Extracted from Scripture Truth, Volume 36, 1948, page 42.

How great is the grace that inducts us into the knowledge of God's secret thoughts in eternity! Time is circumscribed, it is a circle with boundaries before and after but, outside of time and created things, before the foundation of the world, God planned for His Son (see Ephesians 1:10). Part of that plan was to make Him HEAD of all things and another part of the plan was to give the Church to Him.

Christ, knowing the Divine purpose, set his love to the accomplishment of it; He "loved the Church and gave Himself for it." The greatest love known to men is that of a man for his wife — the bridegroom for his bride — how great is the love of Christ for the Church, that He gave HIMSELF for it. There is not only love, but compatibility. The ideal relationship; suitability in holiness and intelligence.

God's picture of Christ and the Church is set forth so clearly and simply, before man's fall. Adam was made in the image and likeness of God, set up as head over the earth, rendered competent to be God's delegate on the earth. He was allowed, in that sphere of glory to feel a want. There was none with whom he could communicate his thoughts, he had no companion like himself; he was alone and felt his need in this respect. Then God gave him a bride, formed of his life, bone of his bone, flesh of his flesh, comely, suitable to himself, a competent partner in that glorious headship. She is taken out of his side while he is in a deep sleep and on his awakening, God brings the woman to him for the satisfaction of his love and to be the sharer of his glory.

This is all a beautiful picture of Christ and the Church in that transcendent glory of Christ as Head over all things. Blessed happy portion of each of us who have, through grace, been called into this wonderful Assembly of God.
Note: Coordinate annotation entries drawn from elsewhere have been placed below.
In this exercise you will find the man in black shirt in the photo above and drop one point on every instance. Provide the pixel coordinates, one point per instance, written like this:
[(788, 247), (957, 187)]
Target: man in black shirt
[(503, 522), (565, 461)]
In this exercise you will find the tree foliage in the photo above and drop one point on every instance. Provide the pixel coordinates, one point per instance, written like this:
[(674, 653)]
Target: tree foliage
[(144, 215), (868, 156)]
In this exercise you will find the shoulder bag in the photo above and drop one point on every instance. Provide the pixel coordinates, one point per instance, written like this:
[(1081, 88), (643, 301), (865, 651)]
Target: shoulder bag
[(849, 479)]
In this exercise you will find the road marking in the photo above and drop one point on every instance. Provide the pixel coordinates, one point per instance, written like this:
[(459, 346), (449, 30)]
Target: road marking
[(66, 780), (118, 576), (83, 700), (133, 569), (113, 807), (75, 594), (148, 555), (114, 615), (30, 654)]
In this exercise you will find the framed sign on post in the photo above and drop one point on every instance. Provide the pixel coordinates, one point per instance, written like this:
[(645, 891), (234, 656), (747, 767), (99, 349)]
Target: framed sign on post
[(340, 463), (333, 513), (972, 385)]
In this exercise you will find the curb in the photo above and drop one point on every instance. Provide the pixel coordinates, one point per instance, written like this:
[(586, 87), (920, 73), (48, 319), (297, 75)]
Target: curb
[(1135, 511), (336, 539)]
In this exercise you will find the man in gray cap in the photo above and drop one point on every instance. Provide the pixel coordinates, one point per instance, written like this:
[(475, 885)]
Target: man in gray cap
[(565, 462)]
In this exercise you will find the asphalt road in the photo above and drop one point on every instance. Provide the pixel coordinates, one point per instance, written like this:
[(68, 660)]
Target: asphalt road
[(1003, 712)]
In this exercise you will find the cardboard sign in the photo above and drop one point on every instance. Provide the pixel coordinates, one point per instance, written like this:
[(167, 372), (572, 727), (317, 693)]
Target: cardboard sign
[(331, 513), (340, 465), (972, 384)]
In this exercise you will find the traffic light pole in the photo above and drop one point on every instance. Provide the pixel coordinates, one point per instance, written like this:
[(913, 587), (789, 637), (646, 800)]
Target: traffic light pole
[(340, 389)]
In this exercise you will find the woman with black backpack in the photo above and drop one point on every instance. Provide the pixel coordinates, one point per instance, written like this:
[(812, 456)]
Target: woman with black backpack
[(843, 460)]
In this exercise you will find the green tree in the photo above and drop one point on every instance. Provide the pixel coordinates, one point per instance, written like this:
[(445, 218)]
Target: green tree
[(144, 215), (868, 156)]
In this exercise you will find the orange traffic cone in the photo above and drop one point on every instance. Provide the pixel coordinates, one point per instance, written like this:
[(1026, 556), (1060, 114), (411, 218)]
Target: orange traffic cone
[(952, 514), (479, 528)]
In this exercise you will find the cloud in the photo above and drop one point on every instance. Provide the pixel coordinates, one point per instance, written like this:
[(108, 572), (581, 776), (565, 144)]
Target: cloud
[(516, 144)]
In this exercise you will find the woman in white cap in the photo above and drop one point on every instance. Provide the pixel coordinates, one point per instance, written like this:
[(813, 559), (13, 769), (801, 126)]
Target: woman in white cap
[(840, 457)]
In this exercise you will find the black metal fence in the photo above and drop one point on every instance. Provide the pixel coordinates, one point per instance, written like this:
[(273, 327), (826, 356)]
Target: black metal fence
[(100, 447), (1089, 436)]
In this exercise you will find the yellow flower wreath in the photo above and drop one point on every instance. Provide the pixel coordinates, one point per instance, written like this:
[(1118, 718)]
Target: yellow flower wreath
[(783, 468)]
It is interesting and instructive to note that in the Epistle to the Ephesians the Spirit of God through the Apostle does not begin with the life of Christ, but with His death, of which the deep sleep of Adam was a figure.

The truth of the Church was not made known in the Old Testament, and the first mention we have of it is by the Lord, given to us in Matthew 16:18, "Upon this rock I will build my Church and the gates of hell shall not prevail against it," and in the Scripture quoted at the head of this paper we have the first mention of the place of the Church with Christ in His glory as Head over all things.
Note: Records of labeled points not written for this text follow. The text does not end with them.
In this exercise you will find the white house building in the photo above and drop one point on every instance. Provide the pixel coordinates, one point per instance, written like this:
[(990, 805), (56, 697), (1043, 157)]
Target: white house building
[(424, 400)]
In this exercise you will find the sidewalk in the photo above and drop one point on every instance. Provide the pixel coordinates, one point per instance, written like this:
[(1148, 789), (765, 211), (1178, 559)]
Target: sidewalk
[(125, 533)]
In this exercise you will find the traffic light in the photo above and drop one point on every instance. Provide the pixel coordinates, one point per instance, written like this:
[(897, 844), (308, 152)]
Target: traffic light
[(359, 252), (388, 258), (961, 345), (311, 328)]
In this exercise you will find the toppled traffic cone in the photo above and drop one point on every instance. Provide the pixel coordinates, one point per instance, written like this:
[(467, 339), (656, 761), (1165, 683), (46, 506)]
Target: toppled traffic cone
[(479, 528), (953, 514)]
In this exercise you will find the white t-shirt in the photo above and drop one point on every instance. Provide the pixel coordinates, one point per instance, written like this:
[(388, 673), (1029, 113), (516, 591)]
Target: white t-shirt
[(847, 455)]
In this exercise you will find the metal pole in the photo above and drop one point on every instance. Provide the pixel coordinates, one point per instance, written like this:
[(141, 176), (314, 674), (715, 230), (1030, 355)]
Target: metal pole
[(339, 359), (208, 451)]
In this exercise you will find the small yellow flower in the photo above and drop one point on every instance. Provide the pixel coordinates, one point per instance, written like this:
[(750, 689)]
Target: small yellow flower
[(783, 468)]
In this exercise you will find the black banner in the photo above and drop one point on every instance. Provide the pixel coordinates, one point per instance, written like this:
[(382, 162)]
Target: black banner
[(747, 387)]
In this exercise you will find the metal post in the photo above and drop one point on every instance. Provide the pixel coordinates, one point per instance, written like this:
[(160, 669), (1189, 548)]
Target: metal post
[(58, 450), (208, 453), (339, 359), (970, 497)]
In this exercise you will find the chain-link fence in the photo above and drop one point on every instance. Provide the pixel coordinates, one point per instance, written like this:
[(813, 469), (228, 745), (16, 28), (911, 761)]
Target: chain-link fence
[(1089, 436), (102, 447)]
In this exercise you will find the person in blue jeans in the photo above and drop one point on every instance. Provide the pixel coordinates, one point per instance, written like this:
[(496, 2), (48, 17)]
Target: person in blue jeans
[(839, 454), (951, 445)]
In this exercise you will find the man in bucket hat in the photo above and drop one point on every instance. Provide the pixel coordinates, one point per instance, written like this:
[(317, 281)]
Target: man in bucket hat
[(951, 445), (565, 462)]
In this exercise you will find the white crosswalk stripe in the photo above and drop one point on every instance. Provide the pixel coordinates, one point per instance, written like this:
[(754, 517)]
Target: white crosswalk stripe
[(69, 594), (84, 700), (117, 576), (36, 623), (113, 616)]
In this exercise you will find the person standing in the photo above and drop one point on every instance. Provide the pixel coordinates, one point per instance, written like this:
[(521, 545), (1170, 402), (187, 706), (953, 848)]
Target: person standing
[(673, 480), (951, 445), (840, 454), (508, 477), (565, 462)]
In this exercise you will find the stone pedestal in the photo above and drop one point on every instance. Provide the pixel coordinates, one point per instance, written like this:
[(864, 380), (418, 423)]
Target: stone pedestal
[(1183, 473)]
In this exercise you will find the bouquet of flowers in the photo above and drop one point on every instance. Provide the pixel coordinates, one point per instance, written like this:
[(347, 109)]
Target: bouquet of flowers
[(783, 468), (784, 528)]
It is the Church of the living God and everything in it is living; it is formed of "living stones" (1 Peter 2:5) and, as we learn from Romans 8:8, 9, everything of man after the flesh has been judged and ruled out of the Church since, "they that are in the flesh cannot please God." It is formed of those born anew of God and indwelt by one Spirit, the Holy Spirit of God, by whom all are baptised into one body, in which all earthly distinctions are gone. In that Body there is no ritualism, no rationalism and no lawlessness. There is variety in action and function, yet one body, as Romans 12:3-5 shows; and under one control, it is here for the will of God, set free and separate from the world, entirely transformed. From 1 Corinthians 12:4, we learn the differing members of the body and their functions, but one permeating life throughout the body. Then the differing capabilities of the members, but one Lord controlling (verse 5); the different detailed works but one God whose end is to be served (verse 6). A simple illustration of this is to be found in men working on some construction. All operations are to fulfil the plan and will of the contractor. The foreman directs the men, and then the detailed operations, the fruit of life, eye, brain, fingers, hands, feet, etc.

In Ephesians 4 we have the administration of the Head in giving gifts to men. He gave Apostles, Prophets, Evangelists, Pastors and Teachers for the perfecting of the saints — speaking the truth in love and growing up to Him in all things, every part responsive to direction.

In Colossians 1 and 2 we have brought before us the truth that all fulness resides in Him, the Head, and thus there is the exhortation to hold the Head in contrast to heeding the beguiling persuasions of men.

Again, how great is the grace that has not only wrought us for a place in the Church but has revealed to us His thoughts and purposes concerning it in Christ Jesus, and the Ephesian assembly was the masterpiece of the ministry of the Apostle Paul, under Christ. Alas! he had to visualise the sad failure that would come in after his departure as recorded in Acts 20:29-32, and which has developed over and over again throughout the history of the Church on earth.

In the light of this, well might we take heed to the warning of the Apostle given to Timothy in the first chapter of his First Epistle and also in his Second Epistle in each chapter of which he calls attention to the influences militating against the maintenance of the truth. Jude also warns us of Apostasy and the need for loyalty. While Revelation 3 gives us a door closed against Christ on earth, in Revelation 4 a door is opened in Heaven, indicating that our viewpoint is henceforth to be from above, not from anything on earth.